In a Notice of Appeal, Williams list Ram; Chief Elections Officer (CEO), Keith Lowenfield and the Commissioner of National Registration as the Respondents. He contends that Justice George erred and was misconceived in law in finding that Article 159 (5) of the Constitution which addresses the ‘qualifying date’ is only applicable to persons 14 years or older for purposes of registration as at October 31, and not all Guyanese citizens.
It is his view that the Chief Justice failed to apply any cannons of interpretation in order to arrive at such a conclusion. According to the Attorney General, Justice George erred in law when she failed to appreciate that the issue of house-to-house registration and what register should be used for elections and the qualifying date were fully ventilated at the Caribbean Court of Justice (CCJ).
“The learned Trial Judge erred and was misconceived in law in finding that there is no law or laws in Guyana which set out additional requirements more particularly residence for purposes of Article 159 (2) ( c ) of the Constitution by failing to properly address her mind to Sections 6 of the National Registration Act, Chapter 19:08 Laws of Guyana.”
Contending that the Chief Justice once again erred in law, Williams argues that she failed to properly construe Section Six of the National Registration Act, Chapter 19:08 in order to find that residency is a requirement of the Act for the purposes of registration during the period of the ‘qualifying date.’
“The learned Trial Judge erred and was misconceived in law in finding that it would be unconstitutional to remove persons from the list who had previously been on the list but was not registered during house-to-house registration period because of non-residency in Guyana. The learned Trial Judge erred and was misconceived in law by breaching the separation of powers doctrine where parliament clearly provided in Section 6 of National Registration Act, Chapter 19:08 Laws of Guyana for residency during house-to- house registration as at the ‘qualifying date’.”
According to Williams, there was no evidence which established that there was a breach of the Constitution, the National Registration Act or any other law, and rather the evidence was consistent with the fact that GECOM acted in accordance with Article 159 (2) (c), 159 (5) and 162 of the Constitution.
Williams, therefore, argues that, “(Justice George) erred and was misconceived in law when she breached the separation of powers doctrine by purporting to issue instructions to GECOM, a Constitutional independent actor to not remove persons who are presently registered from the current National Register of Registrants (NRR) but who are not registered under new house-to-house registration from the current National Register of Registrants.”
“The learned Trial Judge erred and was misconceived in law when she failed to appreciate that pursuant to Article 159 (5) of the Constitution and Sections 6 and 9 of the National Registration Act Chapter 19: 08, GECOM had embarked on compiling a new National Register of Registrants (NRR) which effectively replaces the current.”

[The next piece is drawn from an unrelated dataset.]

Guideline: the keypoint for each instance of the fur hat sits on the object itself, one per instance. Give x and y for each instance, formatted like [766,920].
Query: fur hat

Among other things, he says that Justice George erred in law and misdirected herself on the evidence as a whole. Last week, Thursday, Justice George ruled that there was nothing unconstitutional about the current house-to-house registration exercise. In fact, she held that GECOM has acted within the remit of the powers invested to it under the laws, and that the court would only intervene if the elections body was found to be doing otherwise.
The Court of Appeal is yet to fix a date for hearing this matter.
Only Friday, Justice George dismissed an application by Lenox Shuman, Leader of the Justice and Liberty Party who was challenging the validity of the order for the commencement of house-to-house registration which was issued by then GECOM chairman Justice James Patterson. Shuman had contended that the order which was issued on June 11 was invalid on the basis that Patterson’s appointment was deemed unconstitutional by the CCJ.
However, Justice George ruled that this was not the case, and that the order was made at a time when Patterson was carrying out functions as chairman of the electoral body and that his acts were saved by the de factor doctrine. The de facto doctrine is used to characterize an officer, a government, a past action, or state of affairs that must be accepted for all practicable purposes, but is illegal or illegitimate.